L’occasione è un saggio scritto per la rivista americana su Federico Fellini – intitolato Il Maestro – di cui si è celebrato l’anno scorso il centennale della nascita. «Fino a 15 anni fa, il termine ’contenuto’ si sentiva menzionare solo fra persone che discutevano di cinema seriamente, e veniva messo in opposizione o valutato insieme alla ’forma’. Poi, poco a poco, è stato usato sempre più dalle persone che si sono impossessate delle compagnie dei media, la maggior parte delle quali non sapeva nulla di questa forma artistica».

È così, sostiene Scorsese, che la parola contenuto è diventata un termine del business «per tutte le immagini in movimento: un film di David Lean, il video di un gatto, una pubblicità del SuperBowl, il sequel di un film di supereroi, l’episodio di una serie».

NEL SUO INTERVENTO Scorsese non manca di sottolineare come lui stesso – che per Netflix ha realizzato il suo ultimo film, The Irishman, e la serie Pretend It’s a City, mentre il prossimo Killers of the Flower Moon è in lavorazione per Apple Tv – abbia lavorato con le piattaforme: «Da una parte è stata una cosa buona per i filmmaker, incluso me stesso», scrive infatti. «D’altro canto, ha creato una situazione in cui tutto viene presentato allo spettatore su un piano paritario, che potrebbe sembrare democratico ma non lo è. Se la visione viene ’suggerita’ da algoritmi fondati su ciò che hai già visto, e i suggerimenti sono basati solo sugli argomenti trattati o il genere, cosa significa questo per l’arte del cinema?». E ancora: «Gli algoritmi, per definizione, nascono da calcoli che trattano lo spettatore come un consumatore, e nient’altro».

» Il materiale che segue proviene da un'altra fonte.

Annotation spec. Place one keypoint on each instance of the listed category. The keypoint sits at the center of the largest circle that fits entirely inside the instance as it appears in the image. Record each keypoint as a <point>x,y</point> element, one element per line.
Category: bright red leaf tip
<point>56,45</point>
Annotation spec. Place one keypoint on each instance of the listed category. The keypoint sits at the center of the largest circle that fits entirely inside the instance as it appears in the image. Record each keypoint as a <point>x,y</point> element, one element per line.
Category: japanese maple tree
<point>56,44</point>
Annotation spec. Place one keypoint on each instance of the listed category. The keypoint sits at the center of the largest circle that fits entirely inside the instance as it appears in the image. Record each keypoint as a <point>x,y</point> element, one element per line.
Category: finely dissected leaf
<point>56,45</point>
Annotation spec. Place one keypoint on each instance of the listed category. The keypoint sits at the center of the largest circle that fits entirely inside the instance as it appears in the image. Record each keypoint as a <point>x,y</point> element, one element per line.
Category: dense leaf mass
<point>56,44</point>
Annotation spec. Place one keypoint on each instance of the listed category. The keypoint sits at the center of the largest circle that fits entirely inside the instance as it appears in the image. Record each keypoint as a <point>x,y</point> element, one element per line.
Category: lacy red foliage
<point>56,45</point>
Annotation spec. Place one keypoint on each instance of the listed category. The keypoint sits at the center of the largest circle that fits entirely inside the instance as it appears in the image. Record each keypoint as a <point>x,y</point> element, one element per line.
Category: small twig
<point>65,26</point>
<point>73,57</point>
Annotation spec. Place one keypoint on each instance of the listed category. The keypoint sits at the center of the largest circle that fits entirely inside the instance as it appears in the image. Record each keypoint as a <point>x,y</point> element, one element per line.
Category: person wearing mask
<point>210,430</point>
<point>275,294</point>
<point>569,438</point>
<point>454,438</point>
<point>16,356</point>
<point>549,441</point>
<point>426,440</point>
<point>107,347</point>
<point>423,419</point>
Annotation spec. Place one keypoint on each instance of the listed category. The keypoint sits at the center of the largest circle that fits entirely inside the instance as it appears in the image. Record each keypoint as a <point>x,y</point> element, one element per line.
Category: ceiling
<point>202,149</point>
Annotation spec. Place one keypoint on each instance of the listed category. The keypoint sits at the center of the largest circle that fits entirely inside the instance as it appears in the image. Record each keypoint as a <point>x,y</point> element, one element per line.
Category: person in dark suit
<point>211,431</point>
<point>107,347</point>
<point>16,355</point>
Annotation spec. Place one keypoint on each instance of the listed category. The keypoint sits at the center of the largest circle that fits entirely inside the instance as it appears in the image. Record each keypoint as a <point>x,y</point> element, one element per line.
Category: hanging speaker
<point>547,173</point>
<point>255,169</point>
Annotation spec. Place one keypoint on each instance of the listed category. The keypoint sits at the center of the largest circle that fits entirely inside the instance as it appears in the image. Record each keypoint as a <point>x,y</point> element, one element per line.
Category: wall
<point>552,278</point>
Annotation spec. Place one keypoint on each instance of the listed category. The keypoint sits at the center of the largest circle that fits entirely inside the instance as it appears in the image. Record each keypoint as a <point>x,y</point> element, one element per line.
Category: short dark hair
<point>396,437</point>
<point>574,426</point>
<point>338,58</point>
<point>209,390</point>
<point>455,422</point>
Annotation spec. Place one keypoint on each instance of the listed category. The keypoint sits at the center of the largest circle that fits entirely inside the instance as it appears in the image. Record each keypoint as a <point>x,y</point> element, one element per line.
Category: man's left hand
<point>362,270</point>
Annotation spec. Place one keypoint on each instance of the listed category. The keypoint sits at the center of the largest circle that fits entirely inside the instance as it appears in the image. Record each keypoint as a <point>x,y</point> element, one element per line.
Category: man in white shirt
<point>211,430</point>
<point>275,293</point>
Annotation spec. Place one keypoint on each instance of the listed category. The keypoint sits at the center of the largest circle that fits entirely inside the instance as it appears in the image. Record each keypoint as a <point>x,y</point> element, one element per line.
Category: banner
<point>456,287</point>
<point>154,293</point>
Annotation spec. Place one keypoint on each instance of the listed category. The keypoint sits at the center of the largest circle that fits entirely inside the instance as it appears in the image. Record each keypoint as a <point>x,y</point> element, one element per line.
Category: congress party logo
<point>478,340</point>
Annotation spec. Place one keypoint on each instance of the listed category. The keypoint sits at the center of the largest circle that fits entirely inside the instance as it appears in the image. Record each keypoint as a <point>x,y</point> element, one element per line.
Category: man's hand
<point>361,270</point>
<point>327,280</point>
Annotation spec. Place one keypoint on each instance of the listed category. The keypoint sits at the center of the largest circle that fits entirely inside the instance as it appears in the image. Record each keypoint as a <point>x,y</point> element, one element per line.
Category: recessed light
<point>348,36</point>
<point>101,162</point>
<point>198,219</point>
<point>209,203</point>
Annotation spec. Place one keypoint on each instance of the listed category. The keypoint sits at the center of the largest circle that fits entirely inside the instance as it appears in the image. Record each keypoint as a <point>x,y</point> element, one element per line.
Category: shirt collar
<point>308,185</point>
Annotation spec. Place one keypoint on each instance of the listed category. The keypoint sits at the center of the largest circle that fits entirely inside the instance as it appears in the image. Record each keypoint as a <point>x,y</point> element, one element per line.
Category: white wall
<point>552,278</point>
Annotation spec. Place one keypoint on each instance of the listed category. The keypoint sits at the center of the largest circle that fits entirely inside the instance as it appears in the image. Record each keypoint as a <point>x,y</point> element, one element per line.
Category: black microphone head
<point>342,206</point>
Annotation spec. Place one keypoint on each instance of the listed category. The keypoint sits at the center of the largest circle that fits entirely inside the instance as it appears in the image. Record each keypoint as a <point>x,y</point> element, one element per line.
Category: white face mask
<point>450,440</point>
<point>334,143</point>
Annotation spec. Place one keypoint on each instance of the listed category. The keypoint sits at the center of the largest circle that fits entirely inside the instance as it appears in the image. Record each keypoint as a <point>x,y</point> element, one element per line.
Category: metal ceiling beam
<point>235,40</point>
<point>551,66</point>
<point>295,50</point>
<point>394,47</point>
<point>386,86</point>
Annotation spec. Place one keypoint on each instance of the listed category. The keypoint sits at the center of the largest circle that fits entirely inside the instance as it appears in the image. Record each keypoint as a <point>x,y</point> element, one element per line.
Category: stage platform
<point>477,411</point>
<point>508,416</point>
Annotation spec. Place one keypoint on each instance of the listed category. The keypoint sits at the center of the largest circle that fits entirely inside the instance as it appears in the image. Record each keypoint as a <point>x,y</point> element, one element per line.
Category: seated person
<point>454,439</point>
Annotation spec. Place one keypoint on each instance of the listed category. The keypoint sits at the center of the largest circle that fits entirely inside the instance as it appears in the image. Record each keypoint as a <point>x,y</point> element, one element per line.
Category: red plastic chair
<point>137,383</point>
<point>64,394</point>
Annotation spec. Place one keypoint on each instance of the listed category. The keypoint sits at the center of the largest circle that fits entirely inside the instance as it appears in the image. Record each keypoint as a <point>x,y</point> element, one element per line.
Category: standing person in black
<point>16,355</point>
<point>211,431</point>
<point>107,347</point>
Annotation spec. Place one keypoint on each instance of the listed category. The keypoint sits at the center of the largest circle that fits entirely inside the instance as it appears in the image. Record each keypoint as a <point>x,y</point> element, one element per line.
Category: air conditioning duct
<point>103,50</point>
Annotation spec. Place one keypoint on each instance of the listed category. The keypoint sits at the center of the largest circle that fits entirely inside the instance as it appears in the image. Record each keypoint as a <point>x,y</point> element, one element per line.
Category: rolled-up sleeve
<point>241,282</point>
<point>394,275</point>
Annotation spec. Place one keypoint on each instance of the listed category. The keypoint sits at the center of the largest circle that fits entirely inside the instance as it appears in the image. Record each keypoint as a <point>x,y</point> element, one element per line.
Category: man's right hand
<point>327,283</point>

Per questo Scorsese dice di pensare spesso con nostalgia ai tempi in cui distributori come Amos Vogel, o programmatori e esercenti come Dan Talbot – «che fondò la New Yorker Films solo per distribuire un film che aveva amato: Prima della rivoluzione di Bertolucci»- facevano delle scelte «che non erano solo atti di generosità ma, spesso, di coraggio». Quel momento, e quelle dinamiche, «sono scomparse per sempre, dal primato dell’esperienza cinematografica all’entusiasmo condiviso per le possibilità del cinema».